Numéro 68 Bulletin épidémiologique
Editorial
Ce numéro spécial décrit les dispositifs de vigilance sur la chaîne alimentaire et les met en perspective par rapport aux dispositifs de surveillance encadrés par des textes réglementaires spécifiques (par ex. surveillance des zoonoses, surveillance des contaminants chimiques). Il est complémentaire du numéro 50 (mai 2012) qui décrivait les dispositifs de surveillance de la chaîne alimentaire.
La surveillance permet une collecte régulière de données afin de répondre à des besoins d’évaluation des risques et in fine, d’adopter des mesures appropriées pour la gestion de situations à risque connues. La mise en place de dispositif de surveillance est donc une démarche a posteriori. Elle incombe aux exploitants et aux autorités sanitaires, notamment en termes de vérification de la conformité à la législation alimentaire et de détection des situations non maîtrisées.
La vigilance vise la détection de situations ponctuelles considérées comme potentiellement dangereuses pour le consommateur. Les dispositifs doivent contribuer à la détection de nouveaux contaminants ou de phénomènes émergents. La mise en place de dispositifs de vigilance est donc une démarche a priori. Selon les prescriptions générales du Paquet hygiène, cette responsabilité incombe explicitement aux autorités nationales (article 34 du règlement 178/2002). Les exploitants n’échappent cependant pas complètement à cette exigence, dans la mesure où ils sont les premiers responsables de la sécurité des produits mis sur le marché ; les procédures fondées sur les principes HACCP incluent par définition une veille à l’égard des nouveaux dangers à considérer dans les plans de maîtrise sanitaire.
Dans le domaine des contaminants microbiologiques, si la survenue des cas humains apparaît souvent comme le déclenchement d’actions à mettre en oeuvre sur la chaîne alimentaire, des dispositifs de détection des contaminants le plus tôt possible sur la chaîne alimentaire permettraient de réduire le nombre de ces cas humains. Dans le domaine des contaminants chimiques, il convient d’avoir une approche plus ouverte sur les contaminants à rechercher, en l’absence de risques aigus, sans avoir pour autant la capacité de tout surveiller. L’activité de vigilance doit ainsi permettre de détecter, sur des périodes de temps variables, des situations inhabituelles, tout en garantissant des mesures de gestion proportionnées au risque, dans des délais appropriés.

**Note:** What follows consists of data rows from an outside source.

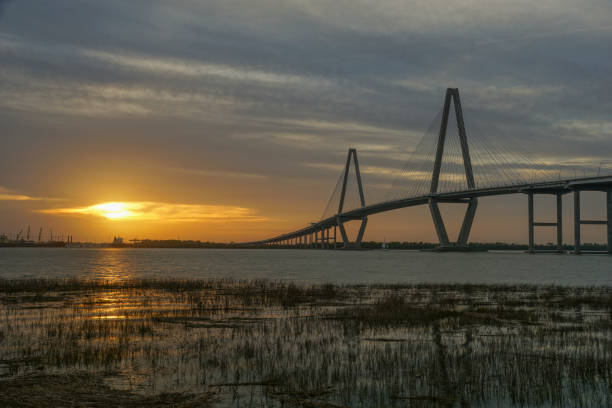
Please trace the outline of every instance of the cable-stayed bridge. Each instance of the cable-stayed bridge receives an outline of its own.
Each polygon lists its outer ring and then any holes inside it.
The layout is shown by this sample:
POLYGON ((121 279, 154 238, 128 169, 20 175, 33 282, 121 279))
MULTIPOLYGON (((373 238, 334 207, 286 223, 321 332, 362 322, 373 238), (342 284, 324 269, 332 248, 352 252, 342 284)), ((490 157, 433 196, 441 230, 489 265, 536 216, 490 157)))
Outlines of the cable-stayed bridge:
POLYGON ((434 118, 382 199, 366 204, 357 151, 349 149, 345 166, 319 221, 295 231, 245 245, 359 248, 368 216, 427 205, 438 236, 438 249, 465 250, 476 215, 478 198, 522 193, 528 197, 529 250, 535 251, 535 227, 555 227, 557 250, 561 251, 562 197, 571 193, 574 199, 574 252, 581 252, 581 225, 595 224, 606 228, 608 252, 612 253, 612 166, 609 165, 612 162, 541 163, 530 156, 529 152, 521 150, 520 143, 508 146, 508 140, 487 140, 477 132, 470 134, 468 138, 459 91, 449 88, 446 90, 442 110, 434 118), (453 111, 454 115, 451 114, 453 111), (455 131, 449 130, 449 127, 454 127, 455 131), (582 191, 605 193, 606 220, 581 218, 582 191), (556 222, 534 220, 534 196, 537 194, 556 196, 556 222), (449 239, 446 231, 440 203, 467 206, 458 238, 454 242, 449 239), (349 239, 345 228, 345 223, 350 221, 361 223, 353 240, 349 239))

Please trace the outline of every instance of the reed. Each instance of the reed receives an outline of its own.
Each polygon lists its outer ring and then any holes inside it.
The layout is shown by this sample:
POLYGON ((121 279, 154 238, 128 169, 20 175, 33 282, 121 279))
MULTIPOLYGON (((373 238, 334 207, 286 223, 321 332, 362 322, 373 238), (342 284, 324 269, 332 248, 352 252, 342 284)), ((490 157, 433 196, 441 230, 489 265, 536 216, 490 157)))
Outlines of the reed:
POLYGON ((610 406, 610 338, 607 287, 0 280, 0 406, 610 406))

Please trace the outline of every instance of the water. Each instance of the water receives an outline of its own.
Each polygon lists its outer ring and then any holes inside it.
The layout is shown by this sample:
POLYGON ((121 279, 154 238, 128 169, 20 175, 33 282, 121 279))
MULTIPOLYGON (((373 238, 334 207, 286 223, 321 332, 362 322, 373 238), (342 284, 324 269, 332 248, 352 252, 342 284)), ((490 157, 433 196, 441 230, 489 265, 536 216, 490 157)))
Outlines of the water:
POLYGON ((612 286, 612 256, 522 252, 2 248, 0 278, 235 278, 303 283, 612 286))

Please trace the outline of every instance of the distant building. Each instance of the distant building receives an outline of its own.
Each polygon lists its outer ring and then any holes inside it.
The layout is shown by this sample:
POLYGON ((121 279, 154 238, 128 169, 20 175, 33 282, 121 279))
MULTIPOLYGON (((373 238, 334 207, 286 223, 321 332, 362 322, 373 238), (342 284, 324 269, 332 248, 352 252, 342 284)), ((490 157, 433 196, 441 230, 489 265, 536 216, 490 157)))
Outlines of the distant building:
POLYGON ((123 237, 113 237, 113 245, 123 245, 123 237))

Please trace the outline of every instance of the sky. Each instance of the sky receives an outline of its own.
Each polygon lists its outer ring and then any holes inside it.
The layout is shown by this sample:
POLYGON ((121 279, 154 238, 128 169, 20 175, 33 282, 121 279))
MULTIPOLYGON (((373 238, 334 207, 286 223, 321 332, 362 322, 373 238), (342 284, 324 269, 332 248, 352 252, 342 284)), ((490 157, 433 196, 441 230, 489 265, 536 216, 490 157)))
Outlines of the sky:
MULTIPOLYGON (((607 0, 0 0, 0 232, 229 242, 296 229, 321 217, 349 147, 366 203, 383 197, 448 87, 468 141, 551 168, 608 163, 611 43, 607 0)), ((471 239, 526 242, 526 201, 481 199, 471 239)), ((536 218, 553 204, 538 196, 536 218)), ((603 217, 603 194, 583 205, 603 217)), ((447 207, 452 236, 464 209, 447 207)), ((371 217, 365 239, 435 232, 418 207, 371 217)))

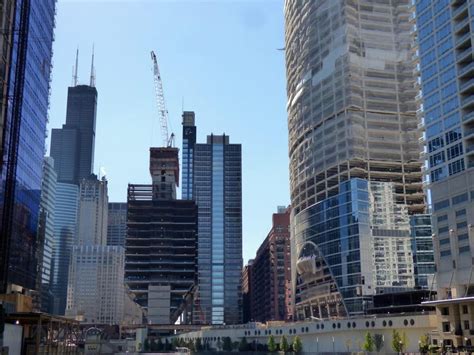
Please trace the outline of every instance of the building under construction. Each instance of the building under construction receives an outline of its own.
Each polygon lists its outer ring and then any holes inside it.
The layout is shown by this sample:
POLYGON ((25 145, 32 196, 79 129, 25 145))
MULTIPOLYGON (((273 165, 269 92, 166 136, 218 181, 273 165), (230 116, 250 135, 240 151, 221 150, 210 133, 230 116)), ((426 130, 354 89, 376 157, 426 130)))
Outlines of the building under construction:
MULTIPOLYGON (((197 208, 176 200, 177 148, 151 148, 152 185, 128 185, 125 283, 147 323, 190 320, 186 298, 195 285, 197 208)), ((189 302, 189 305, 191 302, 189 302)))

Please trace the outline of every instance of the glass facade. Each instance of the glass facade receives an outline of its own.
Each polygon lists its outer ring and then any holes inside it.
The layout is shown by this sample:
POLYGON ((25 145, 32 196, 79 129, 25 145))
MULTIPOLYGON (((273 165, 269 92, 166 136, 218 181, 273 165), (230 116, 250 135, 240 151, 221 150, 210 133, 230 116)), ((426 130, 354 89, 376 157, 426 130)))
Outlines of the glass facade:
POLYGON ((107 245, 125 246, 127 238, 127 203, 109 202, 107 245))
POLYGON ((298 319, 362 314, 377 293, 414 287, 406 206, 391 183, 351 179, 294 217, 298 319))
POLYGON ((54 313, 64 314, 66 309, 69 261, 75 241, 79 187, 58 182, 54 219, 54 313))
POLYGON ((6 163, 0 172, 3 288, 13 283, 33 289, 36 283, 55 4, 54 0, 15 2, 9 100, 2 132, 2 161, 6 163))
POLYGON ((198 297, 194 322, 241 322, 241 146, 228 136, 208 136, 194 150, 194 199, 198 205, 198 297))
POLYGON ((411 242, 413 261, 415 265, 415 284, 420 288, 435 287, 433 237, 431 215, 422 214, 410 217, 411 242))
POLYGON ((183 112, 183 149, 182 151, 182 180, 181 198, 193 198, 193 162, 194 145, 196 144, 196 126, 194 125, 194 112, 183 112))

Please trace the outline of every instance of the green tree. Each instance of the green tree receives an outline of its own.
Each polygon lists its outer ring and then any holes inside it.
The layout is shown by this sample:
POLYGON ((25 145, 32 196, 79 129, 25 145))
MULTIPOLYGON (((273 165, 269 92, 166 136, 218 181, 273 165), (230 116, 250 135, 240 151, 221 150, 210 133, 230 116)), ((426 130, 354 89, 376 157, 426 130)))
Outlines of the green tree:
POLYGON ((156 343, 155 339, 150 340, 150 350, 151 351, 157 351, 158 349, 158 344, 156 343))
POLYGON ((299 354, 303 350, 303 343, 299 336, 295 336, 293 339, 293 352, 299 354))
POLYGON ((247 339, 245 337, 240 339, 238 350, 239 350, 239 352, 249 350, 249 344, 247 343, 247 339))
POLYGON ((178 338, 173 338, 173 340, 171 340, 171 350, 176 350, 178 346, 179 346, 178 338))
POLYGON ((362 344, 362 350, 364 351, 374 351, 374 339, 369 332, 365 333, 364 344, 362 344))
POLYGON ((143 350, 148 351, 150 350, 150 341, 148 338, 145 339, 145 342, 143 343, 143 350))
POLYGON ((374 345, 375 345, 375 350, 379 353, 380 350, 382 350, 383 348, 383 335, 382 334, 374 335, 374 345))
POLYGON ((408 339, 405 333, 400 334, 396 329, 392 333, 392 349, 397 353, 403 352, 403 349, 408 345, 408 339))
POLYGON ((239 350, 239 342, 238 341, 234 341, 232 343, 232 350, 239 350))
POLYGON ((221 338, 217 338, 217 350, 221 351, 222 350, 222 342, 221 342, 221 338))
POLYGON ((288 341, 286 337, 283 335, 280 339, 280 351, 287 352, 289 348, 288 341))
POLYGON ((230 337, 224 337, 222 338, 222 340, 223 340, 222 350, 232 351, 232 339, 230 337))
POLYGON ((170 342, 168 341, 168 339, 165 339, 165 345, 164 345, 164 349, 165 351, 170 351, 171 350, 171 344, 170 342))
POLYGON ((277 351, 277 345, 275 344, 275 338, 273 338, 273 335, 270 335, 270 338, 268 338, 268 351, 271 353, 277 351))
POLYGON ((420 353, 428 353, 430 348, 430 338, 428 337, 428 335, 425 334, 420 337, 420 340, 418 341, 418 348, 420 350, 420 353))
POLYGON ((196 339, 196 341, 194 342, 194 347, 196 348, 196 351, 202 351, 203 350, 201 338, 196 339))

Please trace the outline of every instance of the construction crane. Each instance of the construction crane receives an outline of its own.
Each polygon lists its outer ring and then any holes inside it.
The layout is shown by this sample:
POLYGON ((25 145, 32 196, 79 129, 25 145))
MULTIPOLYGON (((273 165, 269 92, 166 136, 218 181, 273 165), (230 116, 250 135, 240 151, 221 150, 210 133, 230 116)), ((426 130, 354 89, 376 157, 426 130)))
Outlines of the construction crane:
POLYGON ((153 61, 153 79, 155 81, 155 95, 156 103, 158 105, 158 114, 160 115, 161 137, 163 139, 163 146, 174 146, 174 133, 168 135, 168 110, 165 104, 165 95, 163 93, 163 82, 161 80, 160 68, 158 67, 158 60, 156 54, 151 51, 151 60, 153 61))

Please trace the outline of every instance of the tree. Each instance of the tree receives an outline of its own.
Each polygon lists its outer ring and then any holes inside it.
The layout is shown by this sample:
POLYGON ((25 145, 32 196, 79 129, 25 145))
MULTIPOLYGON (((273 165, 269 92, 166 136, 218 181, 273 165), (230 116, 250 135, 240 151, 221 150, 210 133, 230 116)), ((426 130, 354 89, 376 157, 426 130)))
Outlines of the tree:
POLYGON ((178 338, 173 338, 173 340, 171 340, 171 350, 176 350, 178 346, 179 346, 178 338))
POLYGON ((400 334, 396 329, 392 333, 392 349, 397 353, 403 352, 403 349, 408 345, 408 339, 405 333, 400 334))
POLYGON ((275 344, 275 338, 273 338, 273 335, 270 335, 270 338, 268 338, 268 351, 271 353, 277 351, 277 345, 275 344))
POLYGON ((293 352, 299 354, 303 350, 303 344, 299 336, 295 336, 293 339, 293 352))
POLYGON ((430 338, 428 337, 428 335, 425 334, 420 337, 420 340, 418 341, 418 348, 420 350, 420 353, 428 353, 430 348, 430 338))
POLYGON ((222 342, 221 342, 221 338, 217 338, 217 350, 221 351, 222 350, 222 342))
POLYGON ((150 350, 150 341, 148 338, 145 339, 145 342, 143 343, 143 350, 148 351, 150 350))
POLYGON ((232 351, 232 339, 230 339, 230 337, 224 337, 222 338, 222 340, 223 340, 222 350, 232 351))
POLYGON ((239 352, 248 351, 248 350, 249 350, 249 344, 247 343, 247 339, 246 339, 245 337, 243 337, 243 338, 240 340, 238 349, 239 349, 239 352))
POLYGON ((232 350, 239 350, 239 342, 238 341, 234 341, 232 343, 232 350))
POLYGON ((289 348, 288 341, 286 340, 286 337, 283 335, 280 340, 280 351, 287 352, 289 348))
POLYGON ((171 344, 168 341, 168 339, 165 339, 165 346, 164 346, 163 350, 165 350, 165 351, 170 351, 171 350, 171 344))
POLYGON ((375 334, 374 335, 374 345, 375 345, 375 350, 377 352, 380 352, 383 347, 383 335, 382 334, 375 334))
POLYGON ((369 332, 365 333, 364 344, 362 344, 362 350, 364 351, 374 351, 374 339, 369 332))
POLYGON ((197 338, 196 341, 194 342, 194 347, 196 348, 196 351, 202 351, 202 342, 201 338, 197 338))

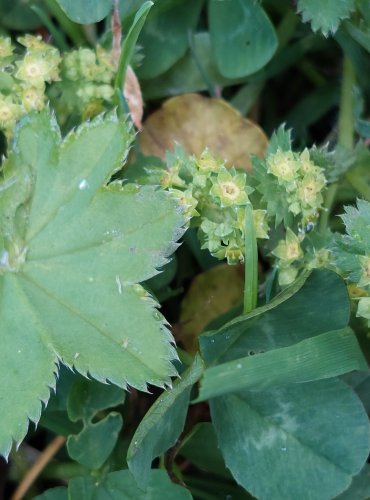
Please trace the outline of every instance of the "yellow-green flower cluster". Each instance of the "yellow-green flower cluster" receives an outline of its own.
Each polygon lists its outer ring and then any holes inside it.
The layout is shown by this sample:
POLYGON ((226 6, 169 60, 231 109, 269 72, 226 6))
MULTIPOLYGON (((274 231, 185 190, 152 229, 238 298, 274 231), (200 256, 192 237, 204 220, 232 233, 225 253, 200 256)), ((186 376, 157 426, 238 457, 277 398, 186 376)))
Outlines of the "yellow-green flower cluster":
POLYGON ((303 258, 300 238, 288 228, 285 239, 279 241, 272 255, 278 259, 279 285, 290 285, 297 277, 303 258))
MULTIPOLYGON (((244 261, 245 206, 253 189, 248 186, 245 172, 226 168, 208 150, 199 158, 170 158, 161 185, 169 188, 185 205, 186 213, 194 217, 199 228, 203 249, 229 264, 244 261)), ((254 210, 257 238, 268 238, 265 210, 254 210)))
POLYGON ((41 37, 25 35, 18 42, 26 48, 22 58, 14 54, 10 38, 0 37, 0 128, 9 138, 16 121, 45 106, 47 83, 59 80, 59 51, 41 37))
POLYGON ((303 226, 315 221, 323 204, 326 179, 307 149, 301 154, 280 149, 267 157, 267 172, 276 177, 287 193, 289 211, 301 217, 303 226))
POLYGON ((106 109, 114 95, 114 75, 110 53, 100 46, 67 53, 61 65, 63 84, 58 89, 61 95, 57 109, 62 121, 72 112, 87 119, 106 109))

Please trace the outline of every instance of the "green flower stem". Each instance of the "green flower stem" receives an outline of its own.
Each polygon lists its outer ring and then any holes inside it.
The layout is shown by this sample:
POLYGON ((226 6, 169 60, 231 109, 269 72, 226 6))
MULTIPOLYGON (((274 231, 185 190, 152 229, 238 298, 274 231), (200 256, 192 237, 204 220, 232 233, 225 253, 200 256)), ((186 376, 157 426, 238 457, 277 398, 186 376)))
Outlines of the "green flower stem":
POLYGON ((244 271, 244 314, 253 311, 257 306, 258 286, 258 252, 257 239, 253 220, 253 207, 245 206, 245 271, 244 271))
MULTIPOLYGON (((338 124, 338 144, 346 149, 353 149, 354 144, 354 117, 353 117, 353 87, 356 83, 355 69, 350 59, 343 60, 343 79, 340 96, 340 111, 338 124)), ((334 205, 338 184, 331 184, 326 191, 324 209, 321 213, 320 231, 324 232, 329 224, 329 217, 334 205)))

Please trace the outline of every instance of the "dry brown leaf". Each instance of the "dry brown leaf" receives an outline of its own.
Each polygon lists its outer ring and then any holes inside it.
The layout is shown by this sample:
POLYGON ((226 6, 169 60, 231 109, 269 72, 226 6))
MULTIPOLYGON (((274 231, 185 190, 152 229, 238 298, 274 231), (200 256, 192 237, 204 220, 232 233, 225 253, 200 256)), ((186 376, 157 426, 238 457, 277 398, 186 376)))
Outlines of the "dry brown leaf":
POLYGON ((227 166, 249 170, 249 155, 264 154, 267 137, 261 128, 241 116, 222 99, 184 94, 168 99, 145 121, 139 135, 145 155, 165 157, 175 143, 199 156, 206 147, 227 166))
POLYGON ((188 352, 196 352, 198 336, 210 321, 241 303, 244 290, 243 266, 220 264, 198 274, 182 304, 180 322, 174 334, 188 352))
POLYGON ((127 101, 132 121, 134 122, 135 127, 141 130, 144 103, 141 95, 139 80, 137 79, 137 76, 131 66, 127 67, 123 93, 127 101))

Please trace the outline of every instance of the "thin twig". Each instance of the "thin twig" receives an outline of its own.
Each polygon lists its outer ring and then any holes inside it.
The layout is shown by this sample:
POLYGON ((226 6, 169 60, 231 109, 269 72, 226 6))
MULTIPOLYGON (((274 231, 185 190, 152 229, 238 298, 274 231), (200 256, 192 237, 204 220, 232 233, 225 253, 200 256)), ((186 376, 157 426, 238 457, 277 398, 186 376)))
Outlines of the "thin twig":
POLYGON ((11 500, 21 500, 27 491, 30 489, 34 481, 41 474, 44 467, 50 462, 54 455, 60 450, 60 448, 65 443, 65 437, 57 436, 51 443, 45 448, 45 450, 37 458, 36 462, 29 469, 27 474, 22 479, 20 485, 15 490, 11 500))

Dans cette perspective, une démarche analytique performante combinée à des méthodes innovantes d’analyse de données sont en faveur de la caractérisation des nouveaux contaminants, ou de nouvelles voies de contamination. De plus, il convient de privilégier les espaces de mutualisation afin de repérer des signaux faibles qui ne seraient pas détectés par les dispositifs pris individuellement. L’optimisation d’une telle démarche repose sur les interactions entre les acteurs en charge de la surveillance de la santé animale, humaine et de la sécurité sanitaire des aliments. En effet, la politique de sécurité sanitaire de l’alimentation, incluant notamment les activités de vigilance, doit s’appuyer sur une évaluation globale, intégrant les aliments, les animaux et l’Homme. Ainsi des signaux détectés dans un secteur peuvent contribuer à l’orientation des activités de vigilance des autres secteurs, pour éviter l’apparition ou le développement de situations à risque.
L’évaluation des risques apparaît au coeur de l’activité de vigilance, qui doit également s’accompagner de travaux de recherche, pour que les mesures de gestion soient définies dans les meilleurs délais et qu’elles soient proportionnées au risque.
Les articles présentés dans ce numéro illustrent plusieurs dispositifs et méthodes contribuant à la vigilance par les pouvoirs publics et les opérateurs de la chaîne alimentaire vis-à-vis de contaminants microbiologiques ou chimiques, au niveau national et européen.
L’édition de ce numéro spécial a en outre permis de constater que la mise en place de dispositifs de vigilance sur la chaîne alimentaire repose sur des fondements scientifiques et techniques plus ou moins développés. La perspective d’optimiser ces dispositifs illustre l’intérêt d’un espace de concertation dédié à l’épidémiosurveillance dans le domaine de la sécurité sanitaire des aliments.